Fin du voyage pour Fram, qui dépose son bilan

Cette annonce a été faite aux 651 salariés lors d'un comité d'entreprise extraordinaire convoqué jeudi à Toulouse (Haute-Garonne).

Une agence Fram, le 29 octobre 2015 à Toulouse (Haute-Garonne).
Une agence Fram, le 29 octobre 2015 à Toulouse (Haute-Garonne). (ERIC CABANIS / AFP)

C'est la fin d'un voyage de soixante-six ans. Le voyagiste français Fram a déposé son bilan, a annoncé la direction du groupe jeudi 29 octobre. Cette annonce a également été faite aux salariés du groupe, lors d'un comité d'entreprise extraordinaire à Toulouse.

Ce dépôt de bilan doit faciliter la reprise de Fram, qui emploie 651 personnes, par le groupe français Karavel-Promovacances. Ce dépôt n'a pas été confirmé par le tribunal de commerce, qui refuse "de donner des dépôts de bilan" car "c'est confidentiel", selon une responsable citée par l'AFP.

Pas de stress pour les clients du voyagiste, tous les séjours sont "assurés" dans tous les cas et ils "n'auront pas à repayer" leur hôtel ou leur billet de retour, avait assuré mardi 27 octobre le Syndicat des agences de voyages (Snav).

Plus de 600 000 clients en 2000

Fram, acronyme de Fer Route Air Mer, est né après-guerre en 1949, créé par Philippe Polderman. Cette marque emblématique, qui a participé à la démocratisation des vacances au soleil, a commencé, avec quatre salariés, par acheter des autocars pour relier Toulouse à Barcelone alors que les Baléares étaient en train de devenir une destination-phare.

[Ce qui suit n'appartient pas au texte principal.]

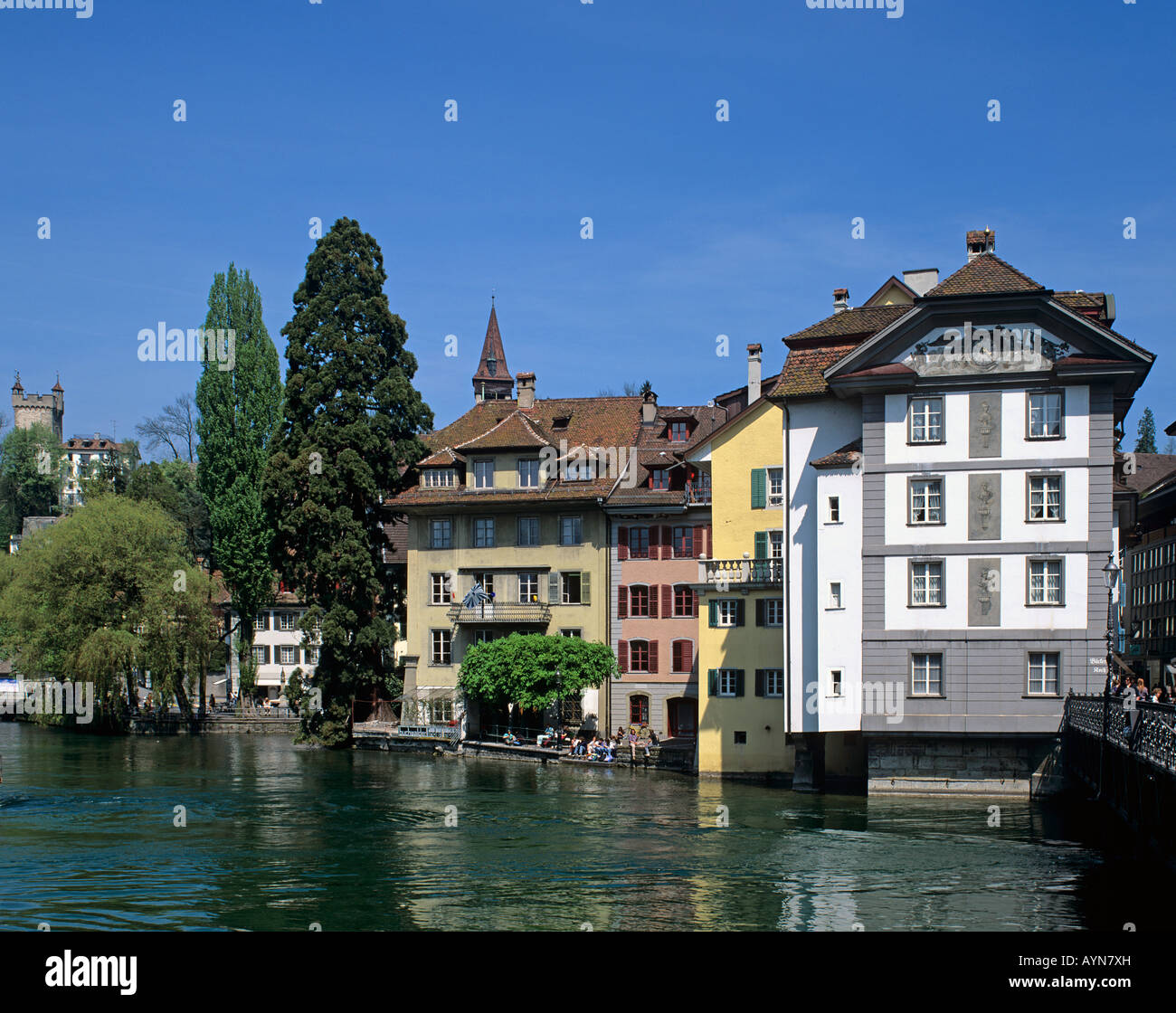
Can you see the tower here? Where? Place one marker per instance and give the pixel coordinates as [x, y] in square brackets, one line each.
[493, 380]
[47, 409]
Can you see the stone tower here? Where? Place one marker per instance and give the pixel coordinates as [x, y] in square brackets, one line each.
[47, 409]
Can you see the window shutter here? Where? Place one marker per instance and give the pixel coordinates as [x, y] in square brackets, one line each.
[759, 488]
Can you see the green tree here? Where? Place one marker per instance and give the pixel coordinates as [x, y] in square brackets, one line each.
[1147, 440]
[240, 414]
[352, 419]
[534, 670]
[30, 476]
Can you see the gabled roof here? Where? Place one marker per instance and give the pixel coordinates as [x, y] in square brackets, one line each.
[984, 275]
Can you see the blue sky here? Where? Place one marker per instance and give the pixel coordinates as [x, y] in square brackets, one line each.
[567, 109]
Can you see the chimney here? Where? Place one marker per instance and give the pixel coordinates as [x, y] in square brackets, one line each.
[981, 241]
[650, 409]
[921, 281]
[526, 382]
[754, 368]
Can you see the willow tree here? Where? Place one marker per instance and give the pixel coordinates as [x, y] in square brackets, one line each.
[349, 427]
[240, 414]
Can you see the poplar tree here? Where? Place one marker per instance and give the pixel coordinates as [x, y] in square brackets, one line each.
[349, 428]
[240, 414]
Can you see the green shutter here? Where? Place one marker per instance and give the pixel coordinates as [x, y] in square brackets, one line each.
[761, 544]
[759, 488]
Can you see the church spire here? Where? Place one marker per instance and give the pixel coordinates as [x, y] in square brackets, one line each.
[493, 380]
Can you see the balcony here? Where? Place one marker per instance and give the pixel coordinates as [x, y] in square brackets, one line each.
[512, 612]
[745, 573]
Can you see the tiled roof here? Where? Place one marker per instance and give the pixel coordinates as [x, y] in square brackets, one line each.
[982, 275]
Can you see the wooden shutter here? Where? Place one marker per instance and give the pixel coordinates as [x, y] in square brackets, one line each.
[759, 488]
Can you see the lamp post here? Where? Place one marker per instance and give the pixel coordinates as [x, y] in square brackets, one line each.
[1110, 578]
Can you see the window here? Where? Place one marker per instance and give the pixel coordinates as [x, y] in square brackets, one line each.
[439, 478]
[441, 534]
[1045, 582]
[442, 648]
[925, 501]
[927, 583]
[483, 474]
[1046, 415]
[925, 420]
[927, 675]
[528, 530]
[1045, 497]
[775, 487]
[1043, 670]
[639, 601]
[571, 531]
[569, 589]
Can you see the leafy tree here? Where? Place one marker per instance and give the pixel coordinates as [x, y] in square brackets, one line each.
[176, 428]
[240, 412]
[351, 425]
[1147, 440]
[534, 670]
[30, 476]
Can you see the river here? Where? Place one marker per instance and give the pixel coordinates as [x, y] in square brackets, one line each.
[279, 837]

Dès la fin des années 1950, le voyagiste a affrété ses premiers avions. Fram a poursuivi son développement avec une série d'acquisitions d'hôtels au Maroc, en Tunisie, ou encore en Espagne, et le lancement en 1984 du label Framissima, sa populaire chaîne d'hôtels-clubs. A son zénith, en 1999-2000, le groupe a dépassé les 600 000 clients.

En 2013 et en 2014, miné par les pertes, Fram cède à tout va une partie de ses actifs, dont ses hôtels au Maghreb et en Espagne. Insuffisant pour se remettre d'aplomb : le groupe a reçu le coup de grâce cette année avec deux attentats meurtriers en Tunisie en mars et en juin, creusant davantage une trésorerie devenue insuffisante pour la poursuite de son activité.